Flat Rate Considered Harmful: How to ignite innovation on the mobile web - raganwald
http://www.tbray.org/ongoing/When/200x/2007/09/23/Flat-Rate-Considered-Harmful

======
jamescoops
If the mobile operators could charge 50% of mobile users $15 a month extra for
a flat rate data plan it would dwarf any revenues they could get from trying
to run services themselves (ringtones, video etc is peanuts for most
operators). Plus, they can get incremental revenues through providing enablers
like billing, CRM data, location feeds to third party service providers.

------
alaskamiller
I can see his point, there's no incentive for mobile operators to improve when
they offer all you can eat service for a singular price.

That said, I think it's wrong. Prior to the broadband revolution, people on
dial-up were extremely stingy with their attention span and time. Back in the
day I had to save up and count down the number of minutes SimCityDemo.zip
would download off AOL so that I can time it correctly.

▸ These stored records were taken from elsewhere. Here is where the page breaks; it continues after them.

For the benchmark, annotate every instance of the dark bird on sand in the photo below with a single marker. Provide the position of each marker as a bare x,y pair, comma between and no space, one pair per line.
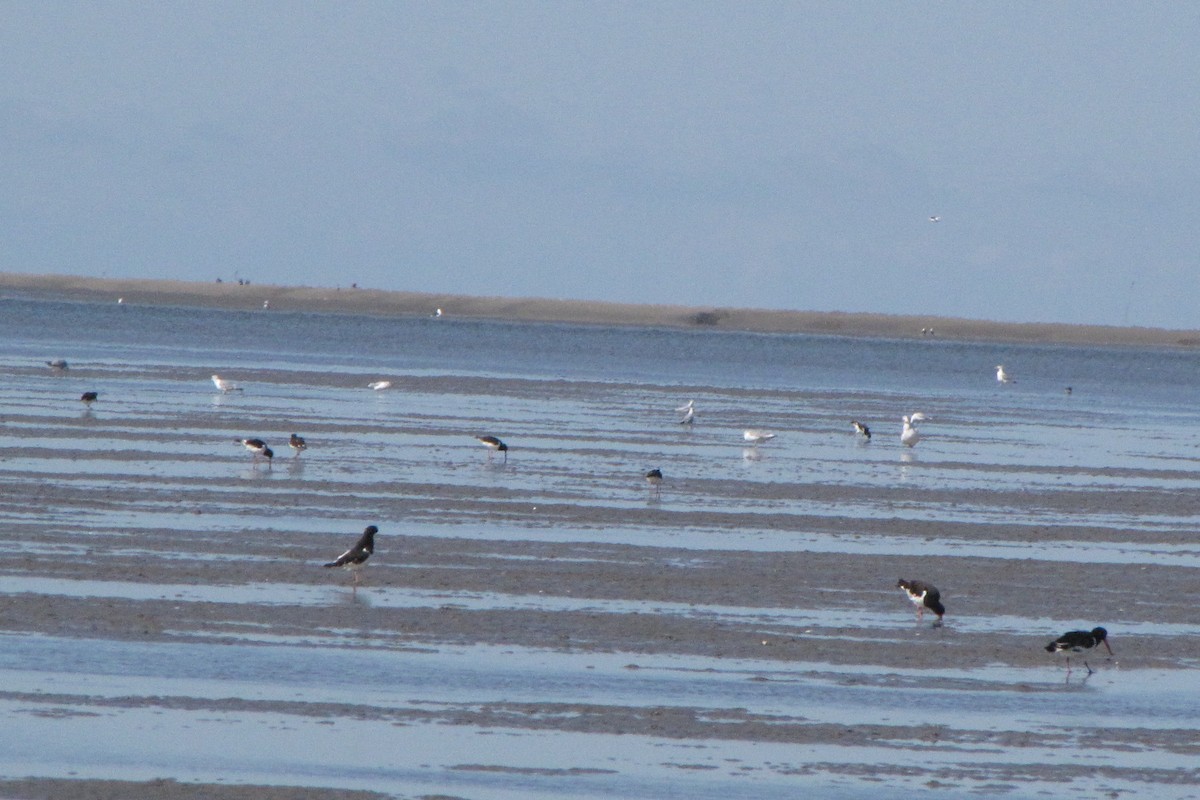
495,445
355,558
258,447
923,595
1080,643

But the surge in popularity for this fueled the subsequent revolution. More
people saw value in being online and to compete, the service providers gave
away more hours. Then more free days. Then more free months. Then faster
speed. And now ubiquity.

And the consumer interest has only surged. Now people are free to experiment,
free to tinker, because of the abundance and availability of access. I may not
use any of the stuff shown at TechCrunch40 but I'll at least give it a shot.
What do I have to lose? I pay $14.99 for unlimited DSL and $19.99 for
unlimited EVDO.

Similarly, what's going to cause the mobile revolution to explode in America
is more than skin deep. It's not just the pricing, it all has to do with
technology and government regulations. Japan's mobile revolution happened
years ago, not because their operators competed on tiered services and billing
practices, but because they competed on technology and was relatively free of
government regulations.